Every so often, I leave my own ego-centric awareness and contemplate what other intelligence might be observing me. What conclusions are drawn?  What inferences made?  How am I judged?

Conflict and Resolution

Right now I am safe in a world that is on high alert. I am free to move without fear of being pulled over or shot or attacked. I harbor no enmity toward others and expect others to feel the same way toward me. In the current state of our world, this is pure luxury. I do not take it for granted.

My situation is not guaranteed, however. All the more reason for me to take a stand for non-violence and do my very best to support those who are working to resolve conflict and bring an end to suffering. Sometimes I do this by bearing witness. Sometimes by raising my voice and calling out hypocrisy. Sometimes I do this by prayer. These are actions that in taking actually lowers my anxiety and increases my resolve and commitment to values of peace and tolerance.

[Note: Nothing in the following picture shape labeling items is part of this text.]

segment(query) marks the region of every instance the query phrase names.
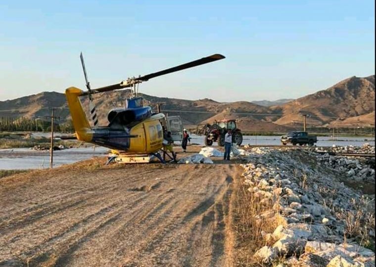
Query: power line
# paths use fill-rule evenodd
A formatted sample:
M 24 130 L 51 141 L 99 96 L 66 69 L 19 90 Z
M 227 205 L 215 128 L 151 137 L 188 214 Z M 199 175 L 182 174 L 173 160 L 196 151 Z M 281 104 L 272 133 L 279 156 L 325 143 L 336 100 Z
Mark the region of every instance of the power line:
M 168 112 L 180 112 L 180 113 L 202 113 L 202 114 L 218 114 L 218 112 L 214 112 L 212 111 L 193 111 L 191 110 L 173 110 L 173 109 L 163 109 L 162 111 L 166 111 Z M 282 113 L 237 113 L 237 112 L 230 112 L 231 114 L 234 114 L 234 115 L 253 115 L 253 116 L 285 116 L 285 114 L 283 114 Z M 298 114 L 300 115 L 300 114 Z M 301 115 L 300 116 L 304 116 L 305 114 Z M 334 119 L 339 119 L 340 117 L 334 117 L 334 116 L 326 116 L 326 115 L 322 115 L 322 116 L 317 116 L 317 115 L 311 115 L 309 114 L 307 114 L 306 116 L 309 117 L 315 117 L 315 118 L 321 118 L 322 117 L 324 117 L 325 118 L 334 118 Z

Aikido: Receiving and Taking

I was lucky to study Aikido with Robert Frager, an American psychologist and founder of the Institute of Transpersonal Psychology. Bob was a student of Morihei Ueshiba, (“O-Sensei”), the founder of the art. Bob is now an 8th Dan – one of only a handful to have been given that honor.

Of the many lessons I was taught in the Dojo, two stand out that are key to my valuing my current liminal space. The first is learning to not resist falling. The second is learning to accept the attack and transform it so that the attacker and I are walking together in the same direction with shared intention.

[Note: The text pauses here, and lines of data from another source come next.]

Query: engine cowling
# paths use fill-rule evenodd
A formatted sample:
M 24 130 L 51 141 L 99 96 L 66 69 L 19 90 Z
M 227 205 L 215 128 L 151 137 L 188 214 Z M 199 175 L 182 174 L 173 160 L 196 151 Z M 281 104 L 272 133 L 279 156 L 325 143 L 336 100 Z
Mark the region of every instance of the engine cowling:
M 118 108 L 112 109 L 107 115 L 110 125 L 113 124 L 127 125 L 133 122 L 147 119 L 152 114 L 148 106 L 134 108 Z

At this stage of my life, my physical self is no longer sturdy or steady. I am much more vulnerable to the leading cause of decline in aging adults:  falling. Because I learned to fall in Aikido, I truly feel that when, inevitably, gravity and balance conspire to topple me, I will have a fighting chance of minimizing the damage because I am not afraid to fall.

The second lesson is more subtle. Any “attacks” that are directed at me I believe rest firmly in our cultural bias against growing old. I am challenged in accepting the ageism and learning to “turn it around” so that we can all walk together and embrace the shift that aging brings.

Liminal Space

The word, “liminal” is an adjective with two meanings:

  1. occupying a position at, or on both sides of, a boundary or threshold. “I was in the liminal space between past and present”;
  2. relating to a transitional or initial stage of a process. “That liminal period when a child is old enough to begin following basic rules but is still too young to do so consistently.”

For me it is a moment in time that is neither one thing or another. This captures my experience of this moment in time. I recognized it as liminal because I have already experienced something similar and I know how that turned out. I am projecting that this moment will have similar outcomes, although I will experience it differently because I am different.

In this space, everything is possible.